Il cite en exemple, un cas qu’il avait logé en Cour et datant de 2007. L’affaire a été appelée devant le Master and Registrar la semaine dernière et on attend toujours le verdict sur sa recevabilité. « Maintenant, si on me donne raison, je dois aller loger un cas devant la Land Division. Et je ne sais quand je serai appelé. C’est compliqué. Ce n’est pas du tout ce qu’on nous avait promis », fait-il comprendre.

Clency Harmon n’est pas le seul à affronter cette désillusion. Une vingtaine de cas de la Commission Vérité et Justice ont été traités par la Land Research and Monitoring Unit, puis transférés à la Land Division. Celui de la famille Tancrel en était le premier.

Valeur du jour, ce cas a connu plusieurs renvois successifs. Un jour la défense demande un délai, un autre jour, elle dit qu’elle n’est pas prête, puis elle soumet ses questions, un autre jour on réclame des documents supplémentaires, puis on demande un nouveau délai parce qu’on n’a pas eu le temps d’étudier les documents, trop volumineux… Les victimes se retrouvent ainsi ballottées d’une séance à l’autre.

Toutes les autres victimes se retrouvent dans la même situation. Dans le cas de l’affaire Kisnorbo, en octobre dernier, la juge avait même refusé un nouveau renvoi.
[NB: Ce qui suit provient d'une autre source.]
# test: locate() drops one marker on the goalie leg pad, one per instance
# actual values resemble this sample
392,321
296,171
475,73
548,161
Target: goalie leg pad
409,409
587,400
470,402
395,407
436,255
Toutefois, la défense est venue avec un Third Amended Plea and Counterclaim à la veille de la séance.

Si tous ces renvois et autres arguments de la défense pour tous les cas, sont dans la limite de la légalité, les victimes ont l’impression qu’elles sont en train de se battre contre un système. L’une d’entre elles n’hésite pas à dire : « We are breaking ourselves against the system. »

À la veille de la commémoration du 189e anniversaire de l’abolition de l’esclavage, tous se disent découragés et se demandent s’il y aura justice un jour. « Nous avons l’impression que tout est fait pour nous user. Nous sommes dans un système où les victimes deviennent encore plus vulnérables. Certains sont vraiment à bout », affirment-ils.

Pourtant, le gouvernement avait affiché de grandes ambitions à la création d’une Land Division de la Cour suprême. Le ministre Joe Lesjongard , bras droit du Premier ministre, avait déclaré, lors des débats parlementaires du 28 août 2020 : « Il ne faut jamais oublier que ce pays a été bâti de la sueur des esclaves et des travailleurs engagés. Nous leur devons cette justice aujourd’hui. » Il avait également ajouté : « Nous reconnaissons les erreurs du passé. Ce gouvernement a bien compris la douleur et la souffrance de ceux qui ont été injustement privés de leurs droits de propriété et ont lancé un cri d’aide et d’espérance. »

Pravind Jugnauth, avait argué : « As we are all aware, many of the long-standing land disputes bear an emotional character as they date back to colonial times. »

Raison pour laquelle le gouvernement avait décidé de créer une Land Division de la Cour suprême, « with a view to facilitating the just, expeditious, and accessible resolution to land disputes », avait-il précisé.

Pour les victimes, malheureusement, la route de la justice est encore longue. Nombreuses sont-elles à se demander si elles pourront un jour, recouvrer les terres de leurs ancêtres, qui ont été volées…

 

Land Research and Monitoring Unit : Jennifer Dubois nommée Project Manager

La Land Research and Monitoring Unit a une nouvelle Project Manager. Il s’agit de Jennifer Dubois qui est en poste depuis novembre 2023. Cette unité, qui opère sous le ministère des Terres et du Logement, est composée de membres de la profession légale en vue d’aider les victimes dans leurs recherches, afin de monter leurs dossiers à être déposés en Cour.